Bundan dolayı, küreselleşme ile birlikte zaman ve mekân sınırının ortadan kalktığı ve rekabet yarışının iyice hız kazandığı günümüz koşullarında, geribildirimin alıcıyı çok fazla boğmaması, alıcının bir kerede, geri besleme yükünü alma kapasitesini anlaması ve hızlı olması gerekmektedir. Ayrıca kurumlar, geribildirim alsalar dahi faaliyet gösterdikleri sistem içinde ekonomik, teknolojik, demografik, sosyal ve politik faktörlerden kaynaklanan sürekli değişen dış baskılar, kurumların iç sistemleri ve kontrol sistemleri üzerinde etkili olarak öngörülemeyen durumlara sebebiyet vermektedir. Bu öngörülemeyen durumlar ise kurumların faaliyetlerini etkileyebilmektedir. Bu sebeplere çözüm olarak, ileribildirim kavramını halkla ilişkiler veya kurumsal iletişim literatürüne kazandırarak, günümüz koşullarında değişen paradigmaya, kurumların uyum sağlayarak iletişim süreçlerinde etkili ve başarılı olmaları amaçlanmıştır.

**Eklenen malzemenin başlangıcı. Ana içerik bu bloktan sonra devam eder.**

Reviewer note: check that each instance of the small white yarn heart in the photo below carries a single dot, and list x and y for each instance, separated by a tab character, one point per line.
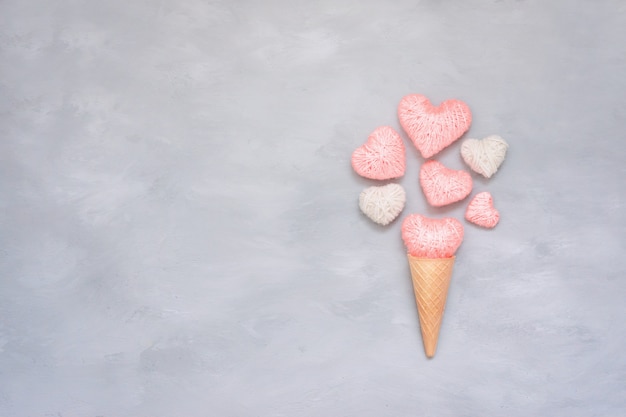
382	204
484	156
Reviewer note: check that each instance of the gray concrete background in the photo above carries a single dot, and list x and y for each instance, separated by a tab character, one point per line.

“Patronunuzu Nasıl İkna Edersiniz? Çalışan-Yönetici İletişiminde İkna ve İzlenim Yönetimi” isimli kitabınızdan bize bahsedebilir misiniz?

Bu kitap, çalışanların iş yaşamında her gün karşılaştıkları en sık rastlanan güçlükleri ikna tekniklerini kullanarak nasıl aşabileceklerini ve çözebileceklerini göstermektedir. Profesyonel yaşamda çalışanların pasif olmaktan öte aktif katılımcılar olarak kendi iş çevrelerini etkilemeye yönelik etkin çabaları kurumsal davranış disiplininin önemli ilgi ve çalışma alanlarından birisidir. Kişilerarası etki tüm formlarıyla kurumsal yaşam dinamiği içinde sıklıkla kullanılmaktadır.
 
Bu dinamik yaşamda ikna konusu genel olarak, yönetici-yönetici, yönetici-çalışan ve müşteri ilişkileri çerçevesinde literatürde incelenmiştir. Ben ise, bu çalışmamda, çalışan-yönetici başka bir deyişle; aşağıdan yukarıya doğru iletişimde ikna teknikleri ve izlenim yönetimi sürecini inceledim. Kurumsal yaşamda etkili ve başarılı olmanın öğelerinden olarak algılanan ikna ve izlenim yönetimi taktiklerinin aşağıdan yukarıya doğru iletişimdeki önemini göstermeyi amaçlayan bu çalışmamda her iki konu ayrıntılı olarak incelenmiş ve bu konulara dair alanında kabul görmüş çoğu teknik çalışmada bir bütün haline getirilmiştir.
 
Günümüzde iletişimin ve medya sektörünün geldiği konum hakkında düşünceleriniz nelerdir?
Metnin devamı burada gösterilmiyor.